Douglas Peckenpaugh, editor of The Growing Edge, a Corvalis, Ore.-based agriculture magazine, said greenhouse hydroponics allow for year-round production, uninhibited by weather, and produces consistently flavorful tomatoes that other methods cannot.

Sometimes, he said, nonhydroponic tomatoes trucked into markets, such as Las Vegas, from other regions, get taken from soil early and are ripened with ethylene gas. Such gas-ripened tomatoes miss the residual flavor-producing sugars tomatoes left to ripen on the vine have, he said. Also, said Rorabaugh, the ethylene gas method ripens tomatoes from the outside in, not the other way around as happens in nature. Hydroponics lets tomatoes ripen on the vine and retain their sugars and flavor.

People will pay for flavor, the University of Arizona Web page asserts:

"When consumers are willing to pay double or triple standard prices for a great tasting, blemish free product, buyers and sellers alike can smile at the possibilities," the site said.

Insects help the plants grow and fight off disease. Bumblebees pollinate the plants, Gerhart said, landing on flowers and rubbing pollen off their legs. The Sunco greenhouse has 50 hives, of 50 bees each. Gerhart said bumblebees work well because they're mellow, unlikely to bother greenhouse workers unless provoked. They're also homebodies of a sort, unlikely to leave the greenhouse and stray toward other, far-away pollen sources. The hives stay active for about 14 weeks before they're frozen and replaced by new hives and new bees, Gerhart said.
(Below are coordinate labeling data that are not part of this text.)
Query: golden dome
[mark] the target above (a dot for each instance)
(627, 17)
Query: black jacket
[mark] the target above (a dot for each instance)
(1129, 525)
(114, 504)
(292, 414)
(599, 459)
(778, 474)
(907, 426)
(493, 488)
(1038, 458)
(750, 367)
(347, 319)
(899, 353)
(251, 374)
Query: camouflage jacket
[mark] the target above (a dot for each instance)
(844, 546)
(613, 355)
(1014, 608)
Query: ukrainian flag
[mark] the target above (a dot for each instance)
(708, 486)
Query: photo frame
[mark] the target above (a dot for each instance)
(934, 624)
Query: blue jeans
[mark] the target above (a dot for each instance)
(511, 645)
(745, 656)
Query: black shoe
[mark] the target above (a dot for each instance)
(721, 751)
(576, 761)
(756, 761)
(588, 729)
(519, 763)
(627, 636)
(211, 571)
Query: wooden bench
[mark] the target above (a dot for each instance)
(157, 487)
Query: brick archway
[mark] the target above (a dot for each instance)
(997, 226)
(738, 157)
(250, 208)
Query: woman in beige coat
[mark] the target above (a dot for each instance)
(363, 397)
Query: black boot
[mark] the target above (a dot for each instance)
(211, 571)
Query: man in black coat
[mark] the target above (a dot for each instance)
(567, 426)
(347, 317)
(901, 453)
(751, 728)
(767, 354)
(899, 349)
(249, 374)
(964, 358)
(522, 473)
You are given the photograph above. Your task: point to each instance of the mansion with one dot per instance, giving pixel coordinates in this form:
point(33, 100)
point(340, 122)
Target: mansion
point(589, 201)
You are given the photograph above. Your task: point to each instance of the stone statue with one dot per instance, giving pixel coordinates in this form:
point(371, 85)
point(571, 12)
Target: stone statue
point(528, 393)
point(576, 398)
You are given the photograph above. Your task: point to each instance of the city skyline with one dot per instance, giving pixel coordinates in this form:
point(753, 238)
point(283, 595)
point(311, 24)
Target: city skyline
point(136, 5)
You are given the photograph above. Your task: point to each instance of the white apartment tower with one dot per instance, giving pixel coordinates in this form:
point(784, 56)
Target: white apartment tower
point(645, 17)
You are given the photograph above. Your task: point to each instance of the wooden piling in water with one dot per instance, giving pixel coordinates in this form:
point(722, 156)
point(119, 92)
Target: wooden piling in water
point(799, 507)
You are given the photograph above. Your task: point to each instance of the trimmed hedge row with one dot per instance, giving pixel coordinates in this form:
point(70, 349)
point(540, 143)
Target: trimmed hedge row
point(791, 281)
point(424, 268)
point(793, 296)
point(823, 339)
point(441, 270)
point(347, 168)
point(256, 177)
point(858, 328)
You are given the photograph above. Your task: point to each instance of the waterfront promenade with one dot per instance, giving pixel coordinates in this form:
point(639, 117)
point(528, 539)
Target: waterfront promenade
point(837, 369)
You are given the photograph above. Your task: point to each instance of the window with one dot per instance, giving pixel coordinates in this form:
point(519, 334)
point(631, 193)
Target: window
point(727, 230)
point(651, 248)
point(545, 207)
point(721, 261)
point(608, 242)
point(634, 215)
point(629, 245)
Tiny, stingerless wasps, about the size of the dot of an "i" someone can make with a felt-tip pen, battle tomato plants' chief rival, whitefly, Gerhart said. The wasps eat the whitefly larvae and lay their own eggs in them. By using 100,000 wasps weekly, Gerhart said, the greenhouse can control a major pest without pesticides.

It takes the Sunco plants 85 days to go from seed to harvestable fruit, he said. Harvest begins in mid-October and continues through mid-June when old plants come down, new plants go in and the cycle resumes. When the harvest is at its peak, Gerhart said, the staff swells to 40 workers.

Tomato growing is a way of life for Gerhart. It's something he grew up with; his father and grandfather ran greenhouses in northern Ohio. And it's something he does all the time, taking his beeper home with him and tapping into office computer databases after hours on days he works. He and Sunco colleague Karen Seefeldt combine to monitor the greenhouse 24/7.

Gerhart said he thrives in the desert, just like his crop.

"I'd rather shovel sand than snow," he said.